Atık suların içerisinde bulunan azot, fosfor gibi besin maddelerini mikroalglere kullandırtarak, ''Bir taşla üç kuş vurmaya'' çalıştıklarını aktaran Gürol, şöyle devam etti:

''Bunlardan bir tanesi, mikroalgleri ilave besin maddesi vermeden, atık sudan aldığı besin maddesiyle büyütmek ve böylece üretim maliyetini azaltmak. Dolayısıyla mikroalglerden elde edilecek biyoyakıtı daha ucuza mal etmek. İkincisi, atık sudan azot ve fosfor uzaklaştırıldığı için ilave arıtıma ihtiyaç göstermemesinden ötürü atık su arıtım maliyetini düşürmek. Üçüncüsü ise fotosentetik organizmalar olan algler vasıtasıyla havadan iklim değişikliğine sebep olan karbondioksidi tutarak sera gazı etkisini azaltmak. Bu üçünü bir araya getirmeyi hedefliyoruz.''

''Bu alanda çalışmalar Türkiye'de çok yeni''

Prof. Dr. Gürol, hem atık suyu hem de karbondioksidi, aynı yerde birleştirerek mikroalg üretmenin hedefleri arasında bulunduğunu dile getirerek, atık sularda bulunan kirleticilerin konsantrasyonlarını, standartlarda verilen düzeylere indirebilmek için arıtım yapıldığını, bu işlem için de çok para harcandığını söyledi.

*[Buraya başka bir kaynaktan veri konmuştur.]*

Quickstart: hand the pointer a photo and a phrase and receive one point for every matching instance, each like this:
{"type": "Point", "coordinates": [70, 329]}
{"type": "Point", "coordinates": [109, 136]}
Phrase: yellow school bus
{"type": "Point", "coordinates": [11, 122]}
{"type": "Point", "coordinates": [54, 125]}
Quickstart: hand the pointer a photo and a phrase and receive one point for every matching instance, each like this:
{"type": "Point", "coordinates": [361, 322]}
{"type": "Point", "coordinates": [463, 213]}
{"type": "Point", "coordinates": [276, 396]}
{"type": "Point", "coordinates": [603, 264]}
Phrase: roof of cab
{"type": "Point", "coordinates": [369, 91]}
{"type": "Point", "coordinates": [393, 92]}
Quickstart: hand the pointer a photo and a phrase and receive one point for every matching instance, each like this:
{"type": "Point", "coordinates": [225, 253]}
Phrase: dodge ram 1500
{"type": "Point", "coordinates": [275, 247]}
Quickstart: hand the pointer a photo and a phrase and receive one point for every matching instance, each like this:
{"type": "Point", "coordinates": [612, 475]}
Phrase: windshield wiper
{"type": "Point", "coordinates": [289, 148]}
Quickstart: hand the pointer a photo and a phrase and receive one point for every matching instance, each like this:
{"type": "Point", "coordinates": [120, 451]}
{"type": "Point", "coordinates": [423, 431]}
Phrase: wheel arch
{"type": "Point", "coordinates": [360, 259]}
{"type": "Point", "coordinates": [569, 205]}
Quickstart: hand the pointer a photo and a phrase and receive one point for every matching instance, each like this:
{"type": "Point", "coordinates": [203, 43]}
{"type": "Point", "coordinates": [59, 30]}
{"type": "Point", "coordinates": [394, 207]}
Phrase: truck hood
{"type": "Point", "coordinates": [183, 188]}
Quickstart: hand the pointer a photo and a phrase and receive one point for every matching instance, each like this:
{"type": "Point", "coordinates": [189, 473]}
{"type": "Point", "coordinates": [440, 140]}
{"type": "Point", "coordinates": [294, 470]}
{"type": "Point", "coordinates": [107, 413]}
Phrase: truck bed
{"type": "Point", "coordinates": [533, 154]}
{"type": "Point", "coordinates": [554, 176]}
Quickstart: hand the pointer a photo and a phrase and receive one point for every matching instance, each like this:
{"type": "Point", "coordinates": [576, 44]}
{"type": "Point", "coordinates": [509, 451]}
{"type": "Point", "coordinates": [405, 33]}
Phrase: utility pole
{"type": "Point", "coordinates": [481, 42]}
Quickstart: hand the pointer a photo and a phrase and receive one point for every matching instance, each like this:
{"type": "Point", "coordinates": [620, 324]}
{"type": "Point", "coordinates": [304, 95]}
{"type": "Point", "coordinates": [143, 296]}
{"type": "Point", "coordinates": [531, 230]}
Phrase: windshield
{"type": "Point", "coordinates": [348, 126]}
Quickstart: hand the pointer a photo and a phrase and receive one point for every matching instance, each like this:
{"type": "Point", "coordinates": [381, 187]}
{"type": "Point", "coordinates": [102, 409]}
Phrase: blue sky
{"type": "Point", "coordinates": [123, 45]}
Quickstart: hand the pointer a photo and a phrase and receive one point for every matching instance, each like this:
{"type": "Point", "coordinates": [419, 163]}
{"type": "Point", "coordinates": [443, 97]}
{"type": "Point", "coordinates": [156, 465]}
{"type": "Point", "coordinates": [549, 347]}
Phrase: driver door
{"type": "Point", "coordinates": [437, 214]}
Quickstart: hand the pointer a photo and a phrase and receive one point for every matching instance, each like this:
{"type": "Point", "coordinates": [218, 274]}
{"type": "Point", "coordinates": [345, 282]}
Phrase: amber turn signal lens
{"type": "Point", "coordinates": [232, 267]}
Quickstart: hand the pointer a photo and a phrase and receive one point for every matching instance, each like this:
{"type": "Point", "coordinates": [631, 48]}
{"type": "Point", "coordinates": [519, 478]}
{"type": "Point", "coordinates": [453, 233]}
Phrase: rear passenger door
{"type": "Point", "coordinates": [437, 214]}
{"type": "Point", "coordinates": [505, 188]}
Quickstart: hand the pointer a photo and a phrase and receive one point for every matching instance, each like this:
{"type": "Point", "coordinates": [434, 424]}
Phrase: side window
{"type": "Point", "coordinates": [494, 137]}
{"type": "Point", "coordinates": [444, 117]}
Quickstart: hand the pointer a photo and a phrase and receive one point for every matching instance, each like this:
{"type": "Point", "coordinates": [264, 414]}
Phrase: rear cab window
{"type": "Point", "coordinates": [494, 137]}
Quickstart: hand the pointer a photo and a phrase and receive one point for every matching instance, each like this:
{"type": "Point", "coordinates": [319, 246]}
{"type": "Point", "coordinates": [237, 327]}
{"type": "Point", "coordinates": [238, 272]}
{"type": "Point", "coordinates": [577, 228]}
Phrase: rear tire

Evsel atık su arıtan tesislerde elektrik üreten jeneratörlerin çıkardığı karbondioksidin ve atık suyun, beraberce mikroalg üretimi için kullanılabileceğini belirten Gürol, ''Üretilen mikroalg, biyoyakıta dönüştürüldüğünde devre tamamlanır ve atık su tesisi kendi kullandığı enerjiden daha fazlasını üretebilir'' diye konuştu.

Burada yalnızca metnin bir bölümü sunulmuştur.